To create the AOP object, consider placing code similar to the following in your GLViewDefenseDaemon.h file:
//InParam is an alias that defines how the user chooses to package the plot data that GNUPlot
//will consume. This makes the most sense to set it equal to the same data structure you pass
//in
using InParam = std::vector< ... >; //What type should go in the ...
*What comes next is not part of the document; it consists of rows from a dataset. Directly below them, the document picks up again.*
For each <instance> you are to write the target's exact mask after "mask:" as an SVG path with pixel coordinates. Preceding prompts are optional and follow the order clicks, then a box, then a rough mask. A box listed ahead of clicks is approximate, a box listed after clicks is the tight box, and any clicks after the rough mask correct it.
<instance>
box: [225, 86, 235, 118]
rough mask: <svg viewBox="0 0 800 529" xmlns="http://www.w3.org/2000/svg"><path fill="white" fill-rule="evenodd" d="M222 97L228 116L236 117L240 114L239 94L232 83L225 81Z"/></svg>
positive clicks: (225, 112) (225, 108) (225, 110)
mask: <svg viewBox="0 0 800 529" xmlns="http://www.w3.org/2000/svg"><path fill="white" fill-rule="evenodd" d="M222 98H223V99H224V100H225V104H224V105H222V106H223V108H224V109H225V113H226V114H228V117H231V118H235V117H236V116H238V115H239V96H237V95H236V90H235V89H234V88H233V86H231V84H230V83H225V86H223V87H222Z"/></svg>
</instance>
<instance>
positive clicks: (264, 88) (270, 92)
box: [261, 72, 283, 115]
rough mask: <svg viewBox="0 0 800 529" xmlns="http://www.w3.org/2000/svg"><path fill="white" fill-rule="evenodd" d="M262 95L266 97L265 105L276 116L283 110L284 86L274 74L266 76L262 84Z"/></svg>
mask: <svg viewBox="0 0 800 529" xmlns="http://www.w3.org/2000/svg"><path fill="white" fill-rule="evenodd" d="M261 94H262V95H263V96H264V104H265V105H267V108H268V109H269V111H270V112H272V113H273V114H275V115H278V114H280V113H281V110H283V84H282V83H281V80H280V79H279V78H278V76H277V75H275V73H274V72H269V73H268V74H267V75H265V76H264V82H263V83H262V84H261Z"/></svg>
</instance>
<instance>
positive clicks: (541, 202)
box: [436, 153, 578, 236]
ActivePlotter<InParam>::Worker_Func_Prototype asyncPlotFunc;
std::unique_ptr< ActivePlotter<InParam> > realTimePlotter = nullptr;
Here, InParam is an alias that defines the template type defining half of the input data we must pass to our ActivePlotter’s worker lambda. This is the lambda that actually calls GNU Plot. The variable asyncPlotFunc is the lambda that is actually executed within the AOP’s worker thread. This is the lambda method that will take as input an InParam as well as a Gnuplot and will draw a plot of the data inside InParam. Within the GLViewDefenseDaemon.cpp, I would recommend defining the body of asyncPlotFunc at the bottom of loadMap(). Lastly, when the 5 key is pressed, this will enable or disable asynchronous, real time plotting via GNUPlot. For reference, my implementation of the SDLK_5 is given below:
else if( key.keysym.sym == SDLK_5 )
{
static bool showAsyncPlot = false;
showAsyncPlot = !showAsyncPlot;
if( showAsyncPlot )
{
this->realTimePlotter = std::make_unique< ActivePlotter<InParam> >( this->asyncPlotFunc );
std::cout << "BEGINNING ASYNC PLOTTING OF ALL OBSERVATIONS...\n";
}
else
{
this->realTimePlotter = nullptr;
std::cout << "HALTING ASYNC PLOTTING OF ALL OBSERVATIONS...\n";
}
}
Grading
Cleanly integrate your new code with the rest of your solution. Ensure you adhere to guidance given in software quality attributes in terms of maintainability, testability, usability, low coupling, high cohesion, sound class decomposition, etc. Your team will be graded on these metrics as well as the correctness of your solution. As your team progresses through this phase, important design decisions, sticking points, each individual’s time invested, morale, and other observations are to be summarized in a presentation and delivered on the due date. This presentation also serves as a means to justify your design decisions. If a specific decision initially appears counter intuitive, justify its rationale in your talk to explain your reasoning. Be thoughtful and inclusive with these items as it provides me with insight to your development processes and abilities.
See “Phase 3 Report.pptx” for a more descriptive rubric.